Mais cedo, Trump anunciou que pretende aplicar uma tarifa de 30% sobre produtos vindos da União Europeia e do México, com implementação marcada para o início de agosto. Segundo o republicano, a medida poderá ser suspensa se um novo entendimento comercial for firmado até lá.

“Tivemos anos para discutir a nossa relação comercial com a União Europeia e concluímos que devemos nos afastar destes déficits comerciais de longo prazo, grandes e persistentes, gerados pelas suas políticas tarifárias e não tarifárias e barreiras comerciais. Infelizmente, a nossa relação tem estado longe de ser recíproca”, declarou Trump, em comunicado oficial.
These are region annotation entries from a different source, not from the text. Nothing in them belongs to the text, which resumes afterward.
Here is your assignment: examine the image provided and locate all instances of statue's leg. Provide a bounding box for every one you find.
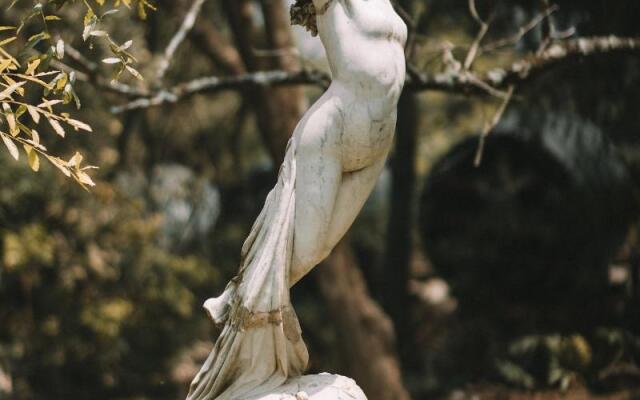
[289,131,342,282]
[289,154,387,286]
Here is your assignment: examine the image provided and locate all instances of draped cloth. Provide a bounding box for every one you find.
[187,140,309,400]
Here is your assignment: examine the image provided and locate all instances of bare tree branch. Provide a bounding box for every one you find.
[473,85,515,167]
[464,0,489,70]
[111,70,331,114]
[156,0,206,82]
[112,36,640,113]
[481,5,558,53]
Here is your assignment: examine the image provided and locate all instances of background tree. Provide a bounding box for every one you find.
[0,0,639,399]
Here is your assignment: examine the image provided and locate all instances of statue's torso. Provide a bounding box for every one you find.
[318,0,407,171]
[318,0,407,97]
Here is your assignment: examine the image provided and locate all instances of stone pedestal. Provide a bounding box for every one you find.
[246,373,367,400]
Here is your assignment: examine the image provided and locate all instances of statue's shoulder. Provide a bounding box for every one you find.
[247,373,367,400]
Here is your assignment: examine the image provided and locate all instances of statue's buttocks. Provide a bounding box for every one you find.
[314,0,407,96]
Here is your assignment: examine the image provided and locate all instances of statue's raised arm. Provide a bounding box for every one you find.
[188,0,407,400]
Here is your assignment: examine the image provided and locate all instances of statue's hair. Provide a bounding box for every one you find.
[290,0,318,36]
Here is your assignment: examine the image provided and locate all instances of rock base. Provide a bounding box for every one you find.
[246,373,367,400]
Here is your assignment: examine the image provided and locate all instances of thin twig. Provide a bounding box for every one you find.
[156,0,206,82]
[473,85,515,167]
[110,36,640,112]
[51,60,149,98]
[482,5,558,53]
[464,0,489,71]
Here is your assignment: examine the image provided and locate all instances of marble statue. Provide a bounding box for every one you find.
[187,0,407,400]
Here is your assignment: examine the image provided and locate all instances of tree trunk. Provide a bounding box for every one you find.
[316,242,410,400]
[382,91,418,359]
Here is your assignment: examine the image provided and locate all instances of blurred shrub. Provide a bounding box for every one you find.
[0,152,221,399]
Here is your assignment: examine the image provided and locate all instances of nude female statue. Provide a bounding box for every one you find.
[188,0,407,400]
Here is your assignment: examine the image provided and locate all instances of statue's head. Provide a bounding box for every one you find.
[290,0,318,36]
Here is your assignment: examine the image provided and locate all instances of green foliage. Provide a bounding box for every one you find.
[0,0,154,187]
[496,328,640,390]
[0,157,221,399]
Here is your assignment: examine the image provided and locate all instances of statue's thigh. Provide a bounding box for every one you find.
[328,151,388,248]
[292,147,342,274]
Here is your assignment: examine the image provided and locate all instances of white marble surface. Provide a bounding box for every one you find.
[188,0,407,400]
[246,373,367,400]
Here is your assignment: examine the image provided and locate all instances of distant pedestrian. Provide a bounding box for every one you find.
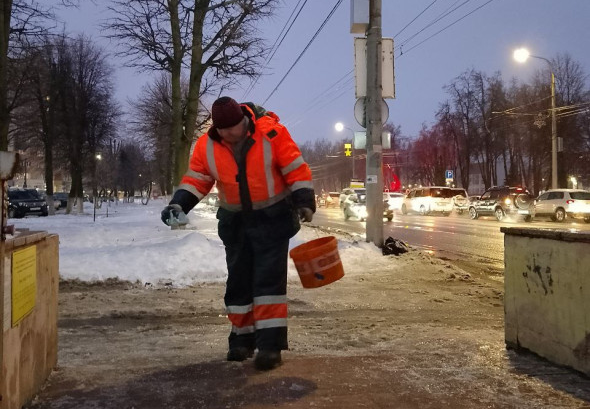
[162,97,316,370]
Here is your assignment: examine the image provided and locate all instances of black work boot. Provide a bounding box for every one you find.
[227,347,254,362]
[254,349,281,371]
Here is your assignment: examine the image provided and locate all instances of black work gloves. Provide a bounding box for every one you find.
[297,207,313,222]
[162,204,188,227]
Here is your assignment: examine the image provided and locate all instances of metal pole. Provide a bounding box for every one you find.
[365,0,383,247]
[346,127,356,180]
[551,70,558,189]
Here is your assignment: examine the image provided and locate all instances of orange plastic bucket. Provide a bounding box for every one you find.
[289,236,344,288]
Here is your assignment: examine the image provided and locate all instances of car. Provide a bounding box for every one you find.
[402,186,453,216]
[451,187,469,214]
[342,193,393,222]
[8,189,49,219]
[534,189,590,223]
[469,186,534,222]
[316,190,340,207]
[37,189,60,210]
[53,192,68,209]
[383,192,406,211]
[338,187,367,209]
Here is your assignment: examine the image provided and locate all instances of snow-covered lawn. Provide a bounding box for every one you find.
[8,199,391,287]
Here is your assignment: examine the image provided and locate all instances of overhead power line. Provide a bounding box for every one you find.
[393,0,438,38]
[394,0,471,51]
[262,0,343,105]
[242,0,308,100]
[400,0,494,56]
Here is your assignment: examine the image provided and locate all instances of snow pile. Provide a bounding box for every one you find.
[8,199,400,286]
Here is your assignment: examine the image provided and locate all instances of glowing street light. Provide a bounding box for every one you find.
[513,48,558,189]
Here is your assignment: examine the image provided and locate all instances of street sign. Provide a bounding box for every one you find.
[344,143,352,156]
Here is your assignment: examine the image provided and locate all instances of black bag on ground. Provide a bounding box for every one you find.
[382,236,410,256]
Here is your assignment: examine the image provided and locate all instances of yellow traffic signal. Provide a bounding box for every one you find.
[344,143,352,156]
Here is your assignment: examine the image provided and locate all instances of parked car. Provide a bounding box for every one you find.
[451,187,469,214]
[342,194,393,222]
[469,186,534,222]
[534,189,590,223]
[338,187,367,209]
[383,192,406,211]
[8,189,48,219]
[316,191,340,207]
[402,186,453,216]
[37,189,60,210]
[53,192,68,208]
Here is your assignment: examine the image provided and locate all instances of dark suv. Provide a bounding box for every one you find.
[8,189,48,219]
[469,186,534,222]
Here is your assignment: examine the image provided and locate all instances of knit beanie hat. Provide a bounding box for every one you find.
[211,97,244,129]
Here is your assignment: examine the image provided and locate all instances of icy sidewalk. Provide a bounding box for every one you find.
[11,199,590,409]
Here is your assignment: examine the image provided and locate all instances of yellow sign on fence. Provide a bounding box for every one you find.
[12,246,37,327]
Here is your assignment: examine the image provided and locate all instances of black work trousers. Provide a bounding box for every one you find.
[217,200,299,350]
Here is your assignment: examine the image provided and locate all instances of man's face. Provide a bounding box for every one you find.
[217,117,248,145]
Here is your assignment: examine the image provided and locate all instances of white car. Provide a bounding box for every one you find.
[451,187,469,214]
[534,189,590,223]
[338,187,367,209]
[383,192,406,211]
[402,186,453,216]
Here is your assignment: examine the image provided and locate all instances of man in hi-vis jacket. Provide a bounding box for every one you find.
[162,97,315,370]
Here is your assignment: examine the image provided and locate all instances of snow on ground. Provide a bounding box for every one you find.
[8,199,391,287]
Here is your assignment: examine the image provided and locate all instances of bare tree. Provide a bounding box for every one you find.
[103,0,277,185]
[0,0,53,151]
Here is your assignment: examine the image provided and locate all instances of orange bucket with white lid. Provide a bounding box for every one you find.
[289,236,344,288]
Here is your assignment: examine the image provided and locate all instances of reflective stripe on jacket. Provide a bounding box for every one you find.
[178,105,313,211]
[226,295,287,335]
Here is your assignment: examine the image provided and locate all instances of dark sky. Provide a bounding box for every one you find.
[58,0,590,142]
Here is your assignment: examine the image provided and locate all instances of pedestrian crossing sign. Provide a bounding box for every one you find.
[344,143,352,156]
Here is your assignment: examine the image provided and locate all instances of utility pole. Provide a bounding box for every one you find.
[549,71,559,189]
[365,0,383,248]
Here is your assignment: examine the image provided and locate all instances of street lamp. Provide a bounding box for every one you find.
[514,48,557,189]
[334,122,356,179]
[92,153,102,222]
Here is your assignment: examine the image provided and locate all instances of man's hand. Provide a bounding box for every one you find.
[297,207,313,222]
[162,204,188,226]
O presidente norte-americano também solicitou que o bloco europeu garanta “acesso total e aberto ao mercado dos Estados Unidos sem que nenhuma tarifa seja cobrada”, como forma de reduzir o desequilíbrio comercial entre as duas regiões.

Em reação à nova política tarifária americana, a presidente da Comissão Europeia, Ursula von der Leyen, prometeu uma resposta à altura, caso a taxação seja mesmo colocada em prática. “Tomaremos todas as medidas necessárias para salvaguardar os interesses da União Europeia, incluindo a adoção de contramedidas proporcionais, se necessário”, declarou.

Macron apoiou integralmente a posição de Von der Leyen e reforçou a reprovação francesa diante da medida. “A França compartilha a mesma forte desaprovação com o anúncio”, escreveu. Ainda assim, o líder francês demonstrou esperança de que um consenso possa ser alcançado a tempo.

“A França apoia totalmente a Comissão Europeia nas negociações, que agora se intensificarão, para chegar a um acordo mutuamente aceitável até 1º de agosto, refletindo o respeito que parceiros comerciais como a União Europeia e os Estados Unidos devem uns aos outros, com seus interesses compartilhados e cadeias de valor integradas”, concluiu.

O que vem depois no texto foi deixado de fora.